While Bridgestone is aggressively expanding its footprint in new tyre technology and premium consumer segments, it is taking a markedly more conservative approach towards the retreading sector in India. Despite the potential for material circularity, the company does not view retreading as a strategic priority for the immediate future.
Moitra clarifies that Bandag, Bridgestone’s global retreading arm, is not currently active in India, and there are no plans to introduce it in the near-term. This decision is driven largely by the unique and challenging dynamics of the local market, which is currently dominated by cold retreading.
He points out that a significant pricing challenge exists when ‘cold retreads versus biased tyres versus some of the cheaper tyres’ are compared, making the business case difficult to justify at this stage. Consequently, Bridgestone has opted to remain focused on its core segments for the next two to three years rather than entering the retreading space.

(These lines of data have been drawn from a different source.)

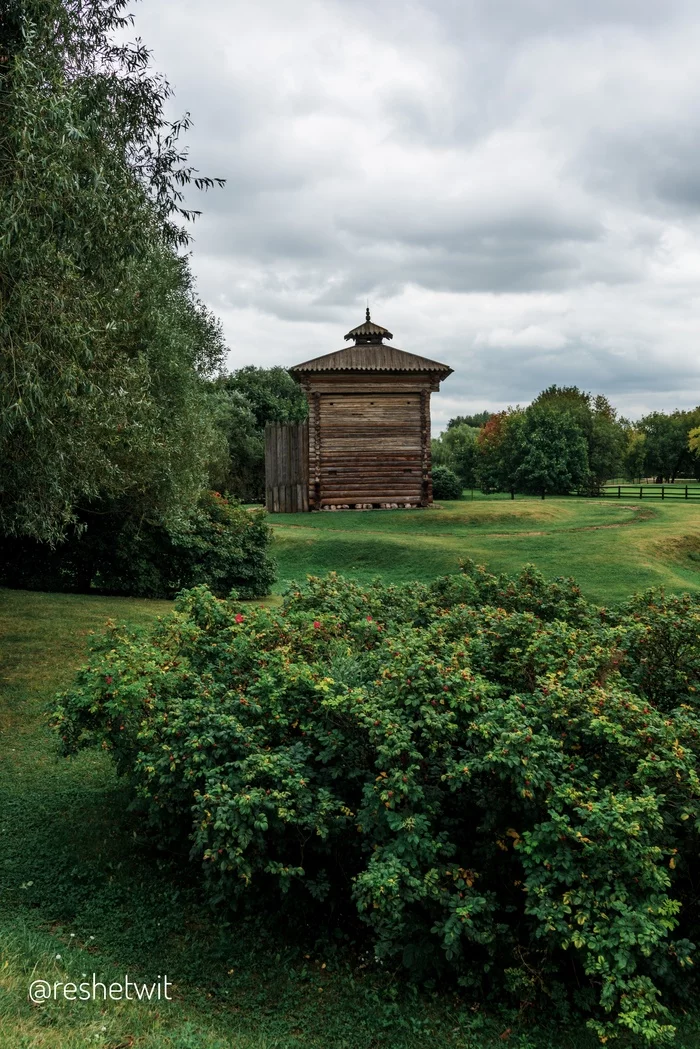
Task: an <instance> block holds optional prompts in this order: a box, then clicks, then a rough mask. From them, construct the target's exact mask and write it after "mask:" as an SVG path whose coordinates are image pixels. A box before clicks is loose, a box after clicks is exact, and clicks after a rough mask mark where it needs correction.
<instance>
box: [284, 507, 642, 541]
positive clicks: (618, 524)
mask: <svg viewBox="0 0 700 1049" xmlns="http://www.w3.org/2000/svg"><path fill="white" fill-rule="evenodd" d="M616 509H618V510H632V511H634V516H633V517H630V518H628V519H627V520H623V521H612V522H611V523H609V525H577V526H574V527H573V528H557V529H538V530H531V531H527V532H525V531H524V532H482V531H480V532H479V533H478V534H479V535H481V536H489V538H491V539H519V538H523V537H525V538H527V537H528V536H533V535H560V534H566V533H569V532H601V531H603V530H604V529H611V528H629V527H630V525H636V523H637V522H638V521H646V520H651V519H652V517H654V516H655V514H654V511H653V510H649V509H648V508H646V507H644V509H643V510H640V509H639V508H637V507H617V508H616ZM270 523H271V526H272V527H273V528H280V529H284V528H297V529H305V530H306V531H318V532H319V533H321V534H323V533H327V532H341V533H343V534H345V535H354V536H356V537H360V536H362V535H384V536H388V535H393V536H400V535H406V536H410V537H411V538H412V539H420V538H423V537H425V538H426V539H431V538H434V539H464V538H468V535H467V534H455V533H454V532H420V533H417V532H403V531H398V532H391V531H390V530H389V529H368V528H367V529H362V530H359V529H348V528H333V527H331V528H327V529H316V528H315V527H314V526H313V525H312V526H309V525H287V523H282V522H281V521H280V522H277V521H271V522H270ZM475 527H476V528H478V526H475Z"/></svg>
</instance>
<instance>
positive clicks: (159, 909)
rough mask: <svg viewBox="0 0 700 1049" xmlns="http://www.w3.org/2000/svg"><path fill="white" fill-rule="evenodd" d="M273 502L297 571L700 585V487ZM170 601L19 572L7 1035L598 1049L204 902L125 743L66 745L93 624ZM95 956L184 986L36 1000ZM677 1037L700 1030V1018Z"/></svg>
mask: <svg viewBox="0 0 700 1049" xmlns="http://www.w3.org/2000/svg"><path fill="white" fill-rule="evenodd" d="M271 521H272V523H273V526H274V529H275V554H276V556H277V558H278V560H279V563H280V570H281V577H282V583H281V584H280V587H279V588H281V586H282V585H283V581H284V580H289V579H292V578H295V577H296V578H299V577H303V575H304V574H305V573H307V572H313V573H323V572H326V571H330V570H336V571H339V572H342V573H345V574H347V575H351V576H354V577H356V578H359V579H368V578H372V577H373V576H375V575H382V576H383V577H385V578H386V579H387V580H394V581H396V580H409V579H413V578H421V579H428V578H430V577H432V576H434V575H437V574H440V573H445V572H452V571H454V570H455V566H457V562H458V559H459V558H460V557H465V556H469V557H473V558H475V559H478V560H480V561H484V562H487V563H488V564H489V565H490V566H491V568H492V569H494V570H506V571H514V570H517V569H518V568H519V566H521V565H522V564H523V563H524V562H525V561H528V560H530V561H534V562H535V563H536V564H537V565H538V566H539V568H540V569H542V570H543V571H544V572H546V573H547V574H549V575H560V574H573V575H574V576H575V577H576V578H577V579H578V580H579V582H580V583H581V584H582V586H584V590H585V592H586V593H587V594H588V595H589V596H590V597H593V598H595V599H597V600H599V601H601V602H612V601H615V600H619V599H622V598H624V597H627V596H628V595H629V594H631V593H632V592H633V591H634V590H638V588H640V587H642V586H645V585H652V584H657V583H664V584H665V585H666V586H669V587H670V588H672V590H675V591H679V590H687V588H693V590H695V588H697V587H698V586H699V585H700V505H698V506H695V505H661V504H659V502H655V504H654V505H653V506H642V507H639V506H638V505H633V504H632V502H625V501H624V500H621V502H617V501H616V500H615V501H613V500H590V499H589V500H585V499H580V500H579V499H547V500H545V501H544V502H543V501H542V500H538V499H525V498H518V499H516V500H515V501H514V502H512V501H511V500H510V499H508V498H491V499H488V500H486V499H474V500H473V501H472V500H465V501H463V502H452V504H449V502H448V504H444V505H443V506H442V507H441V508H436V509H431V510H427V511H413V512H411V511H394V512H391V511H385V512H376V513H366V514H363V513H347V512H346V513H343V512H338V513H327V514H325V513H324V514H307V515H285V516H283V517H282V516H275V517H271ZM169 607H170V605H169V603H168V602H165V601H146V600H130V599H120V598H106V597H92V596H89V597H85V596H69V595H52V594H31V593H22V592H13V591H1V590H0V1049H5V1047H7V1049H10V1047H12V1049H28V1047H38V1049H83V1047H88V1046H90V1047H96V1046H97V1047H101V1049H130V1047H132V1046H133V1047H135V1049H161V1047H163V1049H225V1047H227V1049H228V1047H234V1049H419V1047H420V1049H433V1047H434V1049H438V1047H454V1049H476V1047H479V1049H494V1047H496V1046H503V1045H508V1046H512V1047H517V1049H545V1047H550V1046H556V1047H557V1049H593V1046H595V1045H597V1044H598V1043H597V1041H596V1040H595V1039H594V1037H593V1036H591V1035H589V1034H588V1033H587V1032H586V1030H585V1029H582V1028H581V1025H580V1024H579V1023H576V1024H575V1025H574V1026H573V1027H572V1029H571V1030H570V1031H565V1030H561V1029H556V1030H553V1029H551V1028H548V1027H547V1025H546V1018H543V1016H542V1015H539V1016H538V1018H537V1021H538V1025H539V1026H534V1022H533V1019H532V1018H531V1016H524V1018H518V1016H514V1015H511V1014H508V1013H507V1012H503V1013H501V1014H495V1013H494V1012H493V1010H492V1009H491V1010H486V1009H484V1008H483V1007H482V1006H481V1004H480V1003H478V1002H473V1001H472V1000H470V999H469V998H466V997H465V998H460V997H459V996H458V994H455V992H454V990H453V989H452V990H445V991H443V992H442V993H439V992H438V991H437V990H434V989H433V990H422V991H420V992H419V991H417V990H415V989H412V988H411V987H410V986H409V985H407V984H406V981H405V978H404V976H403V975H402V973H401V972H400V971H386V970H384V969H378V968H376V967H374V966H373V964H372V963H370V962H368V961H367V960H364V961H363V960H362V959H360V958H359V957H357V955H356V954H354V952H353V950H352V949H349V948H343V949H336V948H334V947H332V946H331V945H330V943H328V941H327V939H317V934H316V932H315V930H313V929H310V930H309V939H307V942H306V943H304V944H302V945H299V944H296V945H294V944H290V943H288V942H285V940H284V936H283V929H278V928H275V923H274V915H273V916H261V919H260V922H259V924H257V925H256V926H255V927H254V926H253V925H252V924H251V923H250V922H249V923H240V922H239V923H238V924H235V925H234V924H227V923H226V922H225V921H222V919H221V916H220V915H213V914H212V913H211V912H209V911H208V909H207V907H206V906H205V905H204V904H203V902H201V900H200V898H199V895H198V889H197V881H196V872H188V871H187V869H186V866H184V865H183V864H182V863H177V862H176V861H175V860H174V858H172V857H169V856H166V855H164V854H156V853H154V851H153V850H152V849H149V847H148V841H147V840H145V838H144V836H143V833H142V829H141V827H140V825H139V820H137V818H136V817H135V816H134V815H133V814H132V813H130V812H129V810H128V796H127V793H126V791H125V790H124V788H123V787H122V786H121V785H120V783H119V782H118V780H116V779H115V777H114V774H113V771H112V768H111V765H110V763H109V761H108V759H107V757H106V755H104V754H102V753H83V754H82V755H80V756H79V757H78V758H71V759H70V761H66V759H64V758H61V757H59V756H58V755H57V751H56V745H55V741H54V738H52V736H51V733H50V732H49V730H48V728H47V727H46V710H47V708H49V707H50V703H51V698H52V695H54V694H55V692H56V690H57V689H58V688H60V687H62V686H65V685H66V684H67V683H68V682H69V681H70V679H71V676H72V673H73V670H75V668H76V667H77V666H78V665H79V664H80V663H81V662H82V661H84V659H85V654H86V645H87V642H88V634H89V631H90V630H93V629H100V628H101V627H102V625H103V624H104V622H105V620H106V619H107V618H109V617H111V618H115V619H118V620H120V621H127V622H129V623H132V624H139V623H142V624H144V623H148V622H150V621H152V620H153V618H154V617H155V616H157V615H158V614H161V613H164V612H167V609H168V608H169ZM93 972H94V973H97V978H98V980H102V981H103V982H105V983H107V984H108V983H110V982H112V981H118V980H121V979H123V978H124V976H125V973H128V975H129V977H130V978H131V979H132V980H144V981H153V980H156V979H157V977H158V976H162V975H167V976H168V978H169V980H170V981H171V982H172V984H173V985H174V990H173V993H174V1001H172V1002H163V1001H162V1002H161V1003H154V1004H146V1003H143V1002H142V1003H139V1002H111V1003H108V1004H106V1003H104V1002H98V1003H91V1002H66V1001H59V1002H49V1003H46V1004H44V1005H41V1006H35V1005H33V1004H31V1003H30V1002H29V1001H28V1000H27V989H28V985H29V983H30V982H31V981H33V980H35V979H45V980H48V981H67V980H73V981H75V982H80V981H81V979H83V977H82V973H87V977H88V979H91V976H92V973H93ZM676 1046H677V1047H678V1049H700V1034H699V1033H698V1029H697V1028H696V1027H695V1026H694V1024H693V1023H692V1022H691V1021H688V1027H687V1029H684V1030H683V1031H682V1032H681V1033H680V1034H679V1036H678V1039H677V1040H676Z"/></svg>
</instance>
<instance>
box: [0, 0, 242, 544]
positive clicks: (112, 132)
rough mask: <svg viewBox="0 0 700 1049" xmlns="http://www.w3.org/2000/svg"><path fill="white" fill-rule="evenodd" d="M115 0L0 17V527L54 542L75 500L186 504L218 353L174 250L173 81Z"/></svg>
mask: <svg viewBox="0 0 700 1049" xmlns="http://www.w3.org/2000/svg"><path fill="white" fill-rule="evenodd" d="M126 3H127V0H14V2H10V3H9V4H5V5H3V6H4V15H3V21H2V22H1V23H0V218H1V221H0V355H1V356H0V532H1V533H4V534H5V535H26V536H34V537H36V538H40V539H46V540H49V541H54V540H56V539H59V538H61V536H62V535H63V534H64V533H65V531H66V529H67V528H68V527H69V526H70V525H71V522H75V521H76V520H77V519H79V518H80V513H81V509H84V508H85V507H91V508H94V507H96V506H114V505H121V506H125V505H128V506H129V508H130V509H131V510H133V511H134V512H137V513H141V514H151V515H155V516H157V515H161V516H163V515H167V514H168V513H173V512H178V511H181V510H183V509H184V508H187V507H188V506H190V505H192V504H193V502H194V501H195V499H196V497H197V495H198V492H199V490H200V488H201V485H203V483H204V480H205V478H206V475H207V468H208V465H209V462H210V459H211V457H212V455H213V454H214V451H215V445H216V442H217V440H218V438H217V436H216V432H217V431H216V429H215V426H214V423H213V420H212V412H211V399H210V398H208V395H207V392H206V389H205V382H204V380H205V379H206V378H208V377H210V376H211V374H212V373H214V372H215V371H216V370H217V368H218V366H219V364H220V361H221V358H222V354H224V344H222V340H221V336H220V330H219V327H218V324H217V322H216V321H215V320H214V318H213V317H212V316H211V315H210V314H209V313H208V311H207V309H206V308H205V307H204V306H203V305H201V303H200V302H199V301H198V300H197V298H196V295H195V293H194V288H193V282H192V278H191V275H190V272H189V266H188V261H187V258H186V257H185V256H184V253H183V249H184V248H185V245H186V244H187V242H188V234H187V232H186V230H185V228H184V226H183V223H184V221H185V220H187V219H190V218H193V217H194V215H195V214H196V213H195V212H192V211H190V210H188V208H187V207H186V205H185V195H184V194H185V192H186V190H187V187H188V185H192V186H196V187H197V188H200V189H204V188H208V187H210V186H211V185H213V183H214V181H219V183H220V179H214V180H212V179H209V178H199V177H197V175H196V172H195V170H194V169H193V168H192V167H191V166H190V165H189V164H188V157H187V151H186V150H184V149H183V148H182V147H181V146H179V142H178V140H179V135H181V133H182V132H183V131H184V130H186V129H187V127H188V125H189V119H188V117H187V116H186V117H184V119H183V120H181V121H177V122H175V123H169V122H168V121H167V120H166V117H165V109H164V107H165V103H166V100H167V99H168V97H169V94H170V88H169V86H168V84H167V81H165V80H164V79H163V78H162V77H160V76H156V74H154V73H153V72H152V71H151V69H150V55H149V52H148V50H147V49H146V48H145V47H144V46H143V44H142V43H141V42H139V41H137V42H136V43H135V44H127V45H124V44H121V43H118V42H115V36H114V35H115V33H116V30H123V29H124V28H125V27H126V26H128V24H129V22H130V17H129V16H128V15H127V14H125V8H126Z"/></svg>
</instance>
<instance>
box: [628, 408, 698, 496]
mask: <svg viewBox="0 0 700 1049" xmlns="http://www.w3.org/2000/svg"><path fill="white" fill-rule="evenodd" d="M699 423H700V408H696V409H695V410H694V411H674V412H671V413H669V414H666V412H663V411H653V412H650V414H648V415H644V416H643V419H640V420H639V423H638V424H637V427H638V429H639V431H640V432H641V433H643V434H644V436H645V438H646V440H645V450H646V454H645V458H644V471H645V473H646V474H648V475H652V476H655V477H657V478H658V479H659V480H670V481H672V483H673V481H674V480H675V479H676V477H678V476H682V474H683V473H685V472H687V473H692V472H694V471H695V470H696V463H695V462H694V461H693V457H692V455H691V450H690V448H688V434H690V432H691V430H692V429H693V427H694V426H697V425H698V424H699Z"/></svg>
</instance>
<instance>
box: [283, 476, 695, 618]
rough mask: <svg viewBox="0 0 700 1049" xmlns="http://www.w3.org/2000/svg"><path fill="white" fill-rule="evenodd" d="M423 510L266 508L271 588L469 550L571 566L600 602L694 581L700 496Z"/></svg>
mask: <svg viewBox="0 0 700 1049" xmlns="http://www.w3.org/2000/svg"><path fill="white" fill-rule="evenodd" d="M466 495H467V498H465V499H464V500H461V501H458V502H442V504H441V505H440V506H439V507H433V508H431V509H428V510H385V511H375V512H372V513H370V512H367V513H361V512H360V513H358V512H355V511H342V510H341V511H335V512H323V513H314V514H272V515H271V516H270V522H271V525H272V527H273V529H274V536H275V540H274V543H273V553H274V555H275V557H276V558H277V561H278V564H279V580H278V583H277V585H276V590H277V591H282V590H283V588H284V586H285V585H287V583H288V582H289V581H290V580H292V579H300V578H303V577H304V576H305V575H306V574H309V573H311V574H314V575H322V574H324V573H326V572H330V571H335V572H339V573H341V574H343V575H347V576H348V577H351V578H354V579H358V580H360V581H363V582H366V581H367V580H369V579H372V578H373V577H374V576H377V575H379V576H381V577H382V578H383V579H385V580H387V581H391V582H407V581H409V580H411V579H420V580H424V581H427V580H429V579H432V578H434V577H436V576H437V575H444V574H446V573H451V572H455V571H458V565H459V561H460V559H461V558H466V557H470V558H472V559H474V560H475V561H478V562H480V563H484V564H486V565H488V568H489V569H490V570H491V571H493V572H507V573H514V572H517V571H518V570H519V569H521V566H522V565H523V564H524V563H526V562H528V561H531V562H533V563H534V564H535V565H536V566H537V568H538V569H540V570H542V571H543V572H544V573H545V575H547V576H550V577H553V576H563V575H566V576H569V575H572V576H574V578H575V579H576V581H577V582H578V583H579V584H580V586H581V588H582V591H584V594H585V595H586V596H587V597H589V598H590V599H591V600H594V601H596V602H598V603H600V604H612V603H614V602H619V601H623V600H625V599H627V598H628V597H630V595H631V594H633V593H634V592H635V591H639V590H643V588H645V587H648V586H659V585H663V586H666V587H667V588H669V590H670V591H672V592H681V591H696V590H698V588H700V502H692V501H687V502H685V501H683V500H680V501H674V502H672V501H663V502H662V501H661V500H660V499H651V498H650V499H648V500H646V501H644V500H643V499H642V500H641V501H640V500H637V501H634V500H631V499H624V498H622V499H613V498H601V499H586V498H575V497H563V498H547V499H544V500H543V499H539V498H528V497H525V496H517V497H516V498H515V499H514V500H511V499H510V498H509V497H508V496H495V497H494V496H491V497H488V498H484V497H478V498H474V499H473V500H472V499H470V498H469V497H468V496H469V493H466Z"/></svg>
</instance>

SUSTAINABILITY AND THE ‘INSTITUTION OF RESPECT’
Beyond the numbers, Bridgestone is attempting to build what Moitra calls an ‘institution of respect’. This involves a heavy commitment to environmental goals. The Pune plant already holds the distinction of being the first carbon-neutral facility in the Bridgestone group.
“Sustainability is a core agenda across our entire value chain,” Moitra explains, noting a public commitment to reduce the company’s carbon footprint by 50 percent by 2030, including Scope 3 emissions. This holistic approach ranges from manufacturing processes to material circularity in the tyres themselves.
Looking ahead, the goal is to protect a dominant market share – currently over 20 percent by volume and 23 percent by value in the passenger car aftermarket. To do this, Bridgestone plans to expand its physical reach by 30 percent over the next five years, building upon its current network of over 4,000 touchpoints.
As the company transitions its branding from the Olympics to Formula E, the focus remains clear: high performance and the next era of mobility. “It’s the perfect platform to showcase our technological edge,” Moitra concludes.